Read Online Free Book

The Trespasser

Page 81

They heard the wash of a steamer crossing the bay. The water seemed

populous in the night-time, with dark, uncanny comings and goings.

Siegmund was considering.

'What _was_ the matter with you?' he asked.

She leaned over him, took his head in her lap, holding his face between

her two hands as she answered in a low, grave voice, very wise and old

in experience: 'Why, you see, dear, you won't understand. But there was such a greyish

darkness, and through it--the crying of lives I have touched....' His heart suddenly shrank and sank down. She acknowledged then that she

also had helped to injure Beatrice and his children. He coiled

with shame.

'....A crying of lives against me, and I couldn't silence them, nor

escape out of the darkness. I wanted you--I saw you in front, whistling

the Spring Song, but I couldn't find you--it was not you--I couldn't

find you.' She kissed his eyes and his brows.

'No, I don't see it,' he said. 'You would always be you. I could think

of hating you, but you'd still be yourself.' She made a moaning, loving sound. Full of passionate pity, she moved her

mouth on his face, as a woman does on her child that has hurt itself.

'Sometimes,' she murmured, in a low, grieved confession, 'you lose me.' He gave a brief laugh.

'I lose you!' he repeated. 'You mean I lose my attraction for you, or my

hold over you, and then you--?' He did not finish. She made the same grievous murmuring noise over him.

'It shall not be any more,' she said.

'All right,' he replied, 'since you decide it.' She clasped him round the chest and fondled him, distracted with pity.
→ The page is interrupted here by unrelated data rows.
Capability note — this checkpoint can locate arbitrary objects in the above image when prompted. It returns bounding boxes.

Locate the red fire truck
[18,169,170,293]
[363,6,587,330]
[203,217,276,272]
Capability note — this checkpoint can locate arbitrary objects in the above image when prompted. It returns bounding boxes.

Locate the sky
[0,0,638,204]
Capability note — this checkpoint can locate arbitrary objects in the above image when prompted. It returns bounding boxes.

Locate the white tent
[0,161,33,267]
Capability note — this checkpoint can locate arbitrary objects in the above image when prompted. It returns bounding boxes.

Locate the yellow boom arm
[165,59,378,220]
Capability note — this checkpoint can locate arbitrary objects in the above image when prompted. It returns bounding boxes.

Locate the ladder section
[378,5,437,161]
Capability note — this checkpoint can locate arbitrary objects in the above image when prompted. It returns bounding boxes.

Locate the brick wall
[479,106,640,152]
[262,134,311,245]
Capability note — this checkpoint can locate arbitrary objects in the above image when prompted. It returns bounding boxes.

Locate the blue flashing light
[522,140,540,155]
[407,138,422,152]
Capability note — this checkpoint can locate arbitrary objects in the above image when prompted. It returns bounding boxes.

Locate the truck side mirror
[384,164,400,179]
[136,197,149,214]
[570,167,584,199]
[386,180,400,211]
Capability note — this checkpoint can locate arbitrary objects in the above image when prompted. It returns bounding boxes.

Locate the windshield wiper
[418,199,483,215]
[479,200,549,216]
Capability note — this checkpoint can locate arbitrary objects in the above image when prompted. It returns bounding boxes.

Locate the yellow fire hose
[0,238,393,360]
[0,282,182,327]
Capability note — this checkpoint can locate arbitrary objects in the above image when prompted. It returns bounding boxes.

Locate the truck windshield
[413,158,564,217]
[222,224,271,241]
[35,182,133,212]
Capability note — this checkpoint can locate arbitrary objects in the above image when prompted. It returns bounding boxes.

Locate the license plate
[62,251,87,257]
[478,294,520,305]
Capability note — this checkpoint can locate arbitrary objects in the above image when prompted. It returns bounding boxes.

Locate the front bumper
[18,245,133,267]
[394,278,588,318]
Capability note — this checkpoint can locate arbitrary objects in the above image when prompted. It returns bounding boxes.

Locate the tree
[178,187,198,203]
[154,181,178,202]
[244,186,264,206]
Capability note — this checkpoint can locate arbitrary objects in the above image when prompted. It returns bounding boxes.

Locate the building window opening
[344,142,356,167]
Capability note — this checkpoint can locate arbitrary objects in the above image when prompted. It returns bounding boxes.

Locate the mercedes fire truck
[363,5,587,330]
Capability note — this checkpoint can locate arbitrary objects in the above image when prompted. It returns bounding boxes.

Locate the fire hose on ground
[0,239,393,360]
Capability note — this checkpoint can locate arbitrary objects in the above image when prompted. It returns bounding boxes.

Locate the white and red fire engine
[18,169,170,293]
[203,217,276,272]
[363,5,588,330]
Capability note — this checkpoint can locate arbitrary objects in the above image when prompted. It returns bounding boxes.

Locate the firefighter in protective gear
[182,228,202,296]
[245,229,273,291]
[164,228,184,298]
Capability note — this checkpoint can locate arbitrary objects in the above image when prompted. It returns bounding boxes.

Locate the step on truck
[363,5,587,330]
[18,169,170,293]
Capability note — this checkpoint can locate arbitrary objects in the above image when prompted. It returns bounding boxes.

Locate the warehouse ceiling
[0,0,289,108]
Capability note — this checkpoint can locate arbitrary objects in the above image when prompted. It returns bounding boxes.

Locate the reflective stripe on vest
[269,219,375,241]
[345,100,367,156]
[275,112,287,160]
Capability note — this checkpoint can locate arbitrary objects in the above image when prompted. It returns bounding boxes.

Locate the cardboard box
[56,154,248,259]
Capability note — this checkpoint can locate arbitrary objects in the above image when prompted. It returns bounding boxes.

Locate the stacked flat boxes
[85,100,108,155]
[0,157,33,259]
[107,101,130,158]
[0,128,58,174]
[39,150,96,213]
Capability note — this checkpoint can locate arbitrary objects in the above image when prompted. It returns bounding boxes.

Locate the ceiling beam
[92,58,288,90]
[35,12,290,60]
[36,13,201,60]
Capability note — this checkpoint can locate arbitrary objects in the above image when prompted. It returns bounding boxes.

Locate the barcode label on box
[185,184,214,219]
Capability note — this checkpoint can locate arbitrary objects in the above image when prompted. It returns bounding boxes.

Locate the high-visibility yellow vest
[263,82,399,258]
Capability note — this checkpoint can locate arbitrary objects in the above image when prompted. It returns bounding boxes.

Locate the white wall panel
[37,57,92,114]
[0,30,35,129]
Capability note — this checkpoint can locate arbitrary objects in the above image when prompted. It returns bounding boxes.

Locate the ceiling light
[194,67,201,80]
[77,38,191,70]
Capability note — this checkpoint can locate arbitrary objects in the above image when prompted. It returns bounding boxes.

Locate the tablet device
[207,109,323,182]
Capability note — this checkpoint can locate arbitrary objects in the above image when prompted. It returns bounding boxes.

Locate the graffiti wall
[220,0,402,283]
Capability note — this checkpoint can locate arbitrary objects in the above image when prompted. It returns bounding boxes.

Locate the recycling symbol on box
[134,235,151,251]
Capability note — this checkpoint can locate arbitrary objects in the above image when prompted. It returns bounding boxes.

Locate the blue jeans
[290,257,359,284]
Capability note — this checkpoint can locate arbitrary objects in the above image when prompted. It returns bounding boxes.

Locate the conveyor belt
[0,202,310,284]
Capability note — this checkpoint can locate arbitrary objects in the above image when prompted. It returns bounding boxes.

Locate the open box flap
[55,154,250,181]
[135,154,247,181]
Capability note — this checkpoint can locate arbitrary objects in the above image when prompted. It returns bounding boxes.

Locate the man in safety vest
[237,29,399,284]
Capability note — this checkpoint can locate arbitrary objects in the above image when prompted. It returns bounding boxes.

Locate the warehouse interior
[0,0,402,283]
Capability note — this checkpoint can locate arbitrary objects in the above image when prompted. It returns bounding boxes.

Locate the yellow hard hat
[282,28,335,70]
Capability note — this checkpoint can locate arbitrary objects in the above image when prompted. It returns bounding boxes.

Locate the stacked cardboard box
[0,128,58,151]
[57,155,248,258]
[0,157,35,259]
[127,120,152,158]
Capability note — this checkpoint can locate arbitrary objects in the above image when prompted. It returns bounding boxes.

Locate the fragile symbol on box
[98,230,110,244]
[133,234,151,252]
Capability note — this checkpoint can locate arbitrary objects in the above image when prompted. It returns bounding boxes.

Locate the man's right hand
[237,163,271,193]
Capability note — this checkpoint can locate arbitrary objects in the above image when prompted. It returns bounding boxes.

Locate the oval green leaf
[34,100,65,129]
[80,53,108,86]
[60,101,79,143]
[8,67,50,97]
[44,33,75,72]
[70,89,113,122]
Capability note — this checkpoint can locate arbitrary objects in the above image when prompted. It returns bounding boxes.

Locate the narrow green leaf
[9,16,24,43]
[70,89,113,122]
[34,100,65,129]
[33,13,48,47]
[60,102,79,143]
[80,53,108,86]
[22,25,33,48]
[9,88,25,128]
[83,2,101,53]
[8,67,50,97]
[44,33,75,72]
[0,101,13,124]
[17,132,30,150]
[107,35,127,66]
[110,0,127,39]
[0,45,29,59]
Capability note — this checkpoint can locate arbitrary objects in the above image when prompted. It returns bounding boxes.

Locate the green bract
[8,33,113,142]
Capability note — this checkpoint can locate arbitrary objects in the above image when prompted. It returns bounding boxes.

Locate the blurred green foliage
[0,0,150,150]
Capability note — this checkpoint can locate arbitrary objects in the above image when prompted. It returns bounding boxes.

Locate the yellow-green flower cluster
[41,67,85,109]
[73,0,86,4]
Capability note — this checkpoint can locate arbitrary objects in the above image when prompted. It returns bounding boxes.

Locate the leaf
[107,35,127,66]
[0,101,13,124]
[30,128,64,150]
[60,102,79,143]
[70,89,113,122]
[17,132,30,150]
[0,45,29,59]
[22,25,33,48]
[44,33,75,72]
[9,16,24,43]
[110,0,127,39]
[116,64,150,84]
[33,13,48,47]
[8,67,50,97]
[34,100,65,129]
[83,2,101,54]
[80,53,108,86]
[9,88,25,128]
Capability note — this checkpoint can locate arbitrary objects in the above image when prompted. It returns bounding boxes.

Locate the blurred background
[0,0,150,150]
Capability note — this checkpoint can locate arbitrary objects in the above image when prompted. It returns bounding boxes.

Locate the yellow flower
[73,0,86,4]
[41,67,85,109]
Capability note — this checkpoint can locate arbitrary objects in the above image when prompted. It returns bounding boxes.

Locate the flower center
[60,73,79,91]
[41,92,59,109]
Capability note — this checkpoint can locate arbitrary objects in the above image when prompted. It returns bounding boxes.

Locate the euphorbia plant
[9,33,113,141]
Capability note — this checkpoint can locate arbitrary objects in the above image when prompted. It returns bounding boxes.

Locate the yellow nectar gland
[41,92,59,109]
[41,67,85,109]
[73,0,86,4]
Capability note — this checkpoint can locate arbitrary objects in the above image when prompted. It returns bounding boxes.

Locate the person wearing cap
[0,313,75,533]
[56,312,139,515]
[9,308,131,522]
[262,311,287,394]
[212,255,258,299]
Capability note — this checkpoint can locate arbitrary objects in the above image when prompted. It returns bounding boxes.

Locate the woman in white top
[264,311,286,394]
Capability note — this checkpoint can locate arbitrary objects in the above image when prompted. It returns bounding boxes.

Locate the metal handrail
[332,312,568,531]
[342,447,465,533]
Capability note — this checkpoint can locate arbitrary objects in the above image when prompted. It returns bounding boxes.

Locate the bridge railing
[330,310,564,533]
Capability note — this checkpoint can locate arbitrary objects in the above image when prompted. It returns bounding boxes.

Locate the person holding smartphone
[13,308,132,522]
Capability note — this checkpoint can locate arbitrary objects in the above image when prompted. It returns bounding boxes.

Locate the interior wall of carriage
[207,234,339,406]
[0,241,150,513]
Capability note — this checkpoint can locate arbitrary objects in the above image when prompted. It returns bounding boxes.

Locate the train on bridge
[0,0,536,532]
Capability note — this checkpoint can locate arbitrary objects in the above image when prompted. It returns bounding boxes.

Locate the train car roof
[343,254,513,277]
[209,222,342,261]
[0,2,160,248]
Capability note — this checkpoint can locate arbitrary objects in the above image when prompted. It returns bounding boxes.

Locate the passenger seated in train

'You mustn't be bitter,' she murmured.

'Four days is enough,' he said. 'In a fortnight I should be intolerable

to you. I am not masterful.' 'It is not so, Siegmund,' she said sharply.

'I give way always,' he repeated. 'And then--tonight!' 'Tonight, tonight!' she cried in wrath. 'Tonight I have been a fool!' 'And I?' he asked.

'You--what of you?' she cried. Then she became sad. 'I have little

perverse feelings,' she lamented.

'And I can't bear to compel anything, for fear of hurting it. So I'm

always pushed this way and that, like a fool.' 'You don't know how you hurt me, talking so,' she said.

He kissed her. After a moment he said: 'You are not like other folk. "_Ihr Lascheks seid ein anderes

Geschlecht_." I thought of you when we read it.' 'Would you rather have me more like the rest, or more unlike, Siegmund?

Which is it?' 'Neither,' he said. 'You are _you_.' They were quiet for a space. The only movement in the night was the

faint gambolling of starlight on the water. The last person had passed

in black silhouette between them and the sea.